First you need to link your Google Drive to the notebook in order to access the files needed for this module.

Run the cell below and follow instructions to mount the drive.

In [None]:
from google.colab import drive
drive.mount('/content/drive')

## Installing Biopython

At the beginning of each module, we will install **Biopython**. Biopython is a large open-source application programming interface (API) used in both bioinformatics software development and in everyday scripts for common bioinformatics tasks. It contains several packages that you will need to import which will allow you to run the analyses required for this project. 

REF:
* Cock, P. J., Antao, T., Chang, J. T., Chapman, B. A., Cox, C. J., Dalke, A., Friedberg, I., Hamelryck, T., Kauff, F., Wilczynski, B., & de Hoon, M. J. (2009). Biopython: freely available Python tools for computational molecular biology and bioinformatics. Bioinformatics (Oxford, England), 25(11), 1422–1423. https://doi.org/10.1093/bioinformatics/btp163


In [None]:
!pip install biopython

# Examining the 3D structure of your protein


In this section, you will search the Protein Data Bank for the 3D structure of the HPRT protein. You will use the name 1BZY as your search query. For this, you will use a package called prody.

## Install and import the necessary packages:


**ProDy** is a free and open-source Python package for protein structural dynamics analysis.
  import * allows for use of the proteins module within ProDy

**Py3Dmol** is a widget used to embed an interactive viewer in a notebook.

REF:
* http://prody.csb.pitt.edu/
* https://pypi.org/project/py3Dmol/
* Nicholas Rego and David Koes
3Dmol.js: molecular visualization with WebGL
Bioinformatics (2015) 31 (8): 1322-1324 doi:10.1093/bioinformatics/btu829




In [None]:
!pip install prody
from prody import *
!pip install py3Dmol
import py3Dmol

STEP #1: Download the PDB file of your protein. You will use it later on for visualization purposes.

In [None]:
# Download the PDB file by writing the 4-letter code inside the parenthesis and running the cell
fetchPDB('####')

STEP #2: Obtain information about the crystal structure of your protein by parsing the data in the PDB file.
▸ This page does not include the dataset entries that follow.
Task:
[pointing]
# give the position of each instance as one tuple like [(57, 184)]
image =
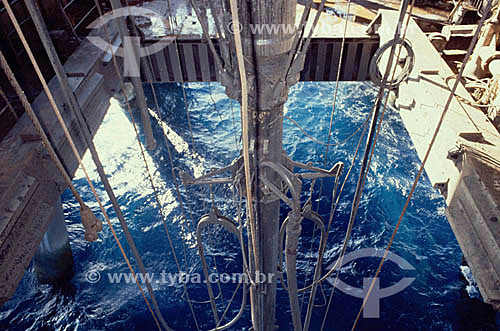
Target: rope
[(70, 140), (351, 220), (90, 222), (244, 124), (153, 186), (424, 161), (334, 104), (9, 105)]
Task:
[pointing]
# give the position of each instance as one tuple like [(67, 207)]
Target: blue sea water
[(438, 299)]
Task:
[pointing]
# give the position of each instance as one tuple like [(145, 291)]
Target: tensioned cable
[(150, 178), (368, 164), (319, 142), (8, 104), (244, 124), (335, 95), (424, 161), (75, 152)]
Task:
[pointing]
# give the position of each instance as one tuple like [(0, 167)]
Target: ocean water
[(440, 297)]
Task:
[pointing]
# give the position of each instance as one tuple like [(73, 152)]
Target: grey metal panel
[(174, 59), (334, 67), (162, 66), (204, 63), (365, 61), (320, 63), (189, 62), (350, 61)]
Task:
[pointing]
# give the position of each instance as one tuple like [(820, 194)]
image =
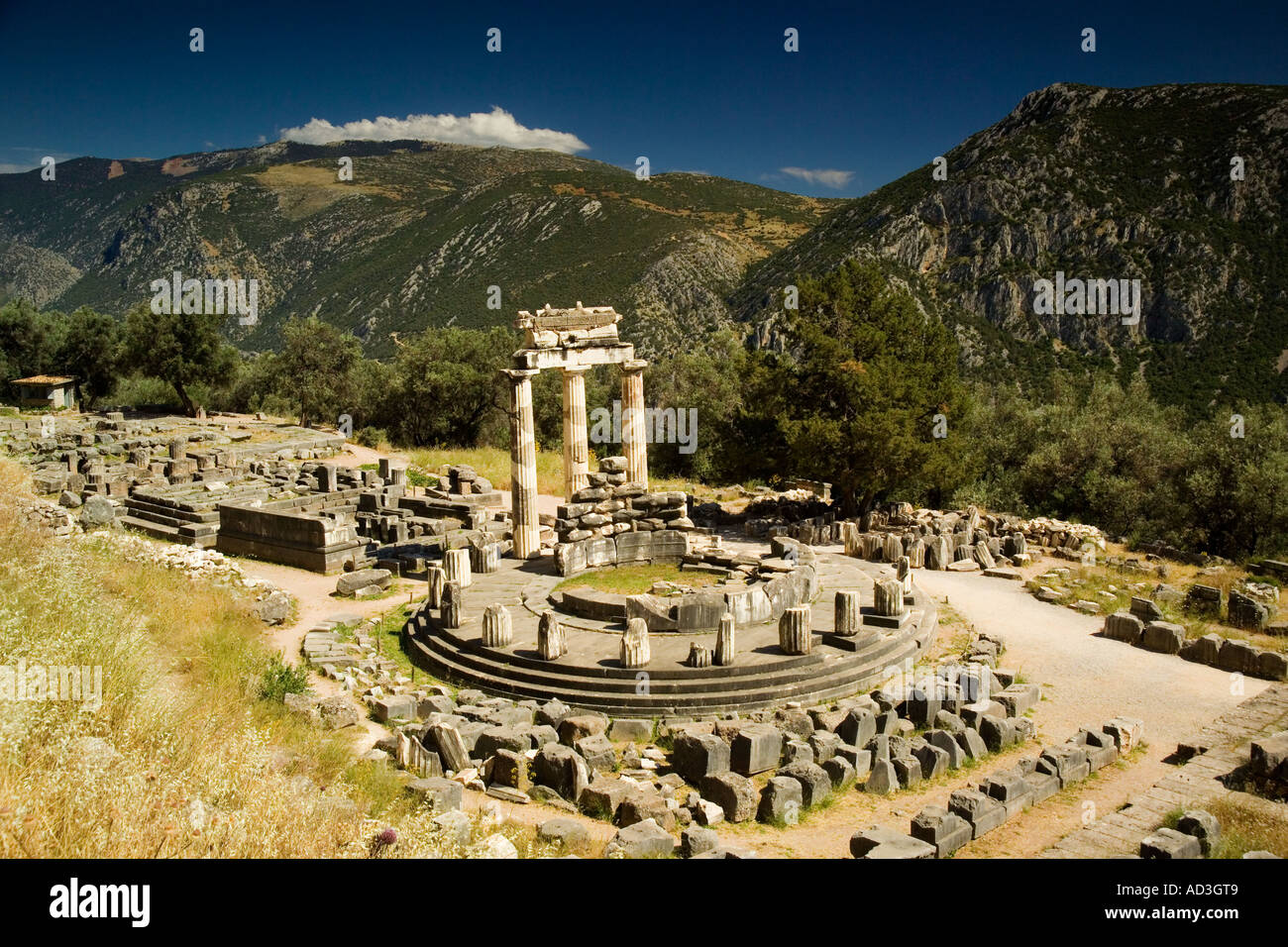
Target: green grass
[(635, 579)]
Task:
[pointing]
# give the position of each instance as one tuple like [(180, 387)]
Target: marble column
[(576, 453), (634, 429), (523, 466)]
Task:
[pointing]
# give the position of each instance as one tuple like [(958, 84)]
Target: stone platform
[(590, 674)]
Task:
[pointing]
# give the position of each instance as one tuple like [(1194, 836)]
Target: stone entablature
[(571, 341)]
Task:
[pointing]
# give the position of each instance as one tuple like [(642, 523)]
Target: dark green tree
[(90, 351), (180, 350), (871, 375), (447, 384), (29, 341), (316, 368)]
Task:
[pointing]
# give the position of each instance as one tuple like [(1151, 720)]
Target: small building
[(46, 390)]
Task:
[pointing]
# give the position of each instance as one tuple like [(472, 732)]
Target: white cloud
[(478, 128), (819, 176)]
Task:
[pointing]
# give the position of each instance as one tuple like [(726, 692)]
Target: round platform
[(590, 674)]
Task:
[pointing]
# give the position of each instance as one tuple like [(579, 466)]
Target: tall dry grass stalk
[(183, 757)]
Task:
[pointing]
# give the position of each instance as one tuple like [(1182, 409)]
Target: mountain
[(1082, 180), (413, 240), (1098, 183)]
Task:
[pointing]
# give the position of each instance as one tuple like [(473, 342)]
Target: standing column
[(634, 434), (523, 466), (576, 454)]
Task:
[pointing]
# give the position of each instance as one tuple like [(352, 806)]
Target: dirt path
[(1085, 681)]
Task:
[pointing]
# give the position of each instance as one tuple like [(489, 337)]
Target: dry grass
[(1117, 582), (183, 757), (1249, 825)]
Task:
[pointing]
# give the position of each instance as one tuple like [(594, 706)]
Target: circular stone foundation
[(591, 676)]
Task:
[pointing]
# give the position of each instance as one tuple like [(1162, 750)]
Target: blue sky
[(875, 90)]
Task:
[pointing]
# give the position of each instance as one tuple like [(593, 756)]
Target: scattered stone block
[(984, 813), (644, 839), (1168, 843), (732, 792), (945, 830), (781, 801), (887, 843), (755, 749), (698, 755), (1203, 826)]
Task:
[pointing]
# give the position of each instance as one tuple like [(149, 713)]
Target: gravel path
[(1089, 680)]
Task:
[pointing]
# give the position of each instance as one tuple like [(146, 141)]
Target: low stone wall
[(759, 600), (1212, 650), (294, 532), (621, 549)]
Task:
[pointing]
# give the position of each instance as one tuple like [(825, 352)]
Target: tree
[(871, 375), (316, 368), (179, 348), (29, 341), (449, 384), (90, 351), (700, 390)]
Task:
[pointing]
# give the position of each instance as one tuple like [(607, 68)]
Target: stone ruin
[(571, 341)]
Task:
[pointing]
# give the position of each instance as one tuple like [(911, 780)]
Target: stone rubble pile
[(270, 604), (936, 831), (1142, 626), (683, 774), (610, 505)]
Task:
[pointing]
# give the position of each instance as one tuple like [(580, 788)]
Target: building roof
[(43, 380)]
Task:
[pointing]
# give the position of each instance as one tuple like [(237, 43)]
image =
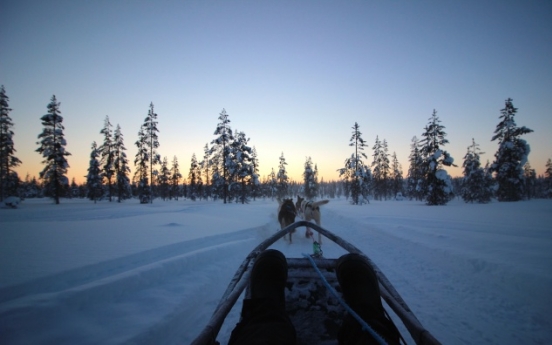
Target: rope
[(363, 323)]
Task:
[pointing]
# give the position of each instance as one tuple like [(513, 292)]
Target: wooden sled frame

You can use the header attribute to any of the words below to get more information.

* 'A'
* 'related_entries'
* 'sheet'
* 'classification'
* 'reference'
* 'title'
* 'sheet_range'
* 'polymers'
* 'resolution'
* 'space_group'
* 'helix_range'
* 'chemicals'
* 'experiment'
* 'helix'
* 'version'
* 'authors'
* 'identifier'
* 'deposition_date'
* 'biomoltrans'

In [None]:
# Let's parse the PDB file for information

# Write the 4-leter code within the parenthesis and set 'header' to True
# 'header' attribute will let us obtain more information

atoms, header = parsePDB('####', header=####)

In [None]:
# Obtain the reference of the crystal structure, the article it came from
print(header['reference'])

# Obtain which experiment produced the crystal structure by writting 'experiment' in the brakets
print(header['####'])

# Obtain the resolution of the crystal structure
# YOUR CODE HERE

STEP #3: Read the abstract of the article you obtained in the previous cells. For this, you will search another NCBI database called PubMed and extract the abstract of the article.

In [None]:
from Bio import Entrez # Here we need Entrez once more
# Searching for the article abstract in the database Pubmed
Entrez.email = 'YOUR EMAIL HERE'

# Write the id, rettype = abstract and retmode, text
# db = database, in this case we are using the PubMed database
query6 = Entrez.efetch(db='####', id = '####', rettype = '####', retmode = '####')

# Reading the query and printing it
print(query6.read())

# Closing the query
query6.close()

## Answer the following questions:
Input your answer in the cell below each question and press SHIFT+ENTER.


1. What is the resolution of this crystal structure and what does “resolution”
mean for a crystal structure?

Answer here

2. Go to https://www.rcsb.org/ and access the entry for this protein.
  What organism was H-Ras obtained from for the crystal structure?

Answer here

## Examining Secondary Structure
Now let's look at the protein in 3D!

In [None]:
# Initialize the viewer with the appropriate PDB structure

# Write the 4-letter code of your protein inside the parenthesis: 'pdb:####'
view = py3Dmol.view(query = 'pdb:####')

# Here we set the background color as white
view.setBackgroundColor('white')

# Here we set the visualization style for the protein
view.setStyle({'cartoon': {'color':'skyblue'}})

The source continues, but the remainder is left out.